Last article, you decompiled an app aiming to find flags for your CTF. Inside the decompiled app directory, there was a bunch of files with .smali extension, which apparently had some code on it, but this code actually doesn't look like Java or Kotlin (or maybe JavaScript for the React-Native guys). It's something totally diferrent.

Well, what is it then? 🤔

If you access the smali github wiki, you will find this definition:

smali/baksmali is an assembler/disassembler for the dex format used by dalvik, Android's Java VM implementation. The syntax is loosely based on Jasmin's/dedexer's syntax, and supports the full functionality of the dex format (annotations, debug info, line info, etc.)

Probably, you have already heard the word Assembly, which refers to a specific set of instructions/commands written for a specific computer architecture, in order to make a bridge between your code and the computer's hardware.

Assembly code is something that human beings still can read (although it's not as easy as Python code, for example), and each instruction of Assembly code has an equivalent in executable machine code (it's a relationship that the computer won't have with Python code).

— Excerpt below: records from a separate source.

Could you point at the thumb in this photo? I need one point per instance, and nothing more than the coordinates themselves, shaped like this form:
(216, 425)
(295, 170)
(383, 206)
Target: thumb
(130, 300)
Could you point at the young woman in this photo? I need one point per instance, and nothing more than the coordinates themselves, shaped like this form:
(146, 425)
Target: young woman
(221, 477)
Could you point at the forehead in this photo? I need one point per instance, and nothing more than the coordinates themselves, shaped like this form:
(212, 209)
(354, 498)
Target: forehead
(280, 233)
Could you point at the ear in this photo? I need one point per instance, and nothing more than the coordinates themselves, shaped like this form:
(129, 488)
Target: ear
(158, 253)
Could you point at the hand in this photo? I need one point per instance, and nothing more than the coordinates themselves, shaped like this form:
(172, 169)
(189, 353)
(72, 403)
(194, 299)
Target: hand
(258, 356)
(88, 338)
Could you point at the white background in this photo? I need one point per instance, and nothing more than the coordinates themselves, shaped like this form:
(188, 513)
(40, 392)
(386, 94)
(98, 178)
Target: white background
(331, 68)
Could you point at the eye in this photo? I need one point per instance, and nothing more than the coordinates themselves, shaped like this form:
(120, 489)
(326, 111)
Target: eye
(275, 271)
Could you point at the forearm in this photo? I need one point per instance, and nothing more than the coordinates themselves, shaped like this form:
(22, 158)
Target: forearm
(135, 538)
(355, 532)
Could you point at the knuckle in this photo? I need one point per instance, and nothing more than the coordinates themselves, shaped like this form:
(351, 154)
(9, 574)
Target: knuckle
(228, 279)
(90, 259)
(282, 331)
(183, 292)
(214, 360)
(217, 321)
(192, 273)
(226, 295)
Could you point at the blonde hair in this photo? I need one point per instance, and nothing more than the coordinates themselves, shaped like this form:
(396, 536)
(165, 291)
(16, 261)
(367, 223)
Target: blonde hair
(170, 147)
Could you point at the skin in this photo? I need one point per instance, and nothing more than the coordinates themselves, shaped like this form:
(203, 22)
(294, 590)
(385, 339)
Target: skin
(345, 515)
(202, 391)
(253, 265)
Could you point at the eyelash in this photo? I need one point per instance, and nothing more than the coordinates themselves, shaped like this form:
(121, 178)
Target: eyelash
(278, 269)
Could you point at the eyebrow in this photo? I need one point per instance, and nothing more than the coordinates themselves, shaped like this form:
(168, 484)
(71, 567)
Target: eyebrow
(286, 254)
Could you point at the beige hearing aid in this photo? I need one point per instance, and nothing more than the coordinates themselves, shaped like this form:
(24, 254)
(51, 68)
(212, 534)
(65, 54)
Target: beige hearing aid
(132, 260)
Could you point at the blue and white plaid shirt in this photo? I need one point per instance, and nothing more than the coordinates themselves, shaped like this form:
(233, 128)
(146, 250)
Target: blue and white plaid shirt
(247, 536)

Okay, I got it. The smali code is built to be used by my android device's CPU, right? 😎👍

Yeah, but no, but yeah. Coming back to the smali's github, we are going to find that it was meant to be "(...) used by dalvik, Android's Java VM implementation".

Initially, Android apps used to run on dalvik, which is a virtual machine built just for Android. Unlike PC compiled programs, and even unlike iOS apps, the Android code was not executed directly by your phone's CPU, it was executed inside an instance of dalvik. It's an approach very similar to how Java code runs on PCs.

But since Android 5.0 came up, it doesn't work like that anymore. Now that we have Android Runtime (ART), Android code is entirely compiled to executable machine code right after it's installed. Right below, this image shows you how was the process and how it is now:

Comparison between processes of android running apps before and after ART

So yes, when it comes to recent versions of Android, the smali code is built to be, in some point, used natively by your Android device's CPU. It's just important to mention that it was not always so.

So...how am I supposed to use it? 🧐

Once you compile your code, the decompilation process is not something that will bring your code back exactly as it was before, because a lot of data is lost during the compilation, specially content that is 100% unhelpful to the computer, like variable names.

But an option you have, when it comes to reverse engineering, is to work with these .smali files as they are, because they still work the same. In the last article, for example, we were able to find all the CTF flags just "grepping" for them.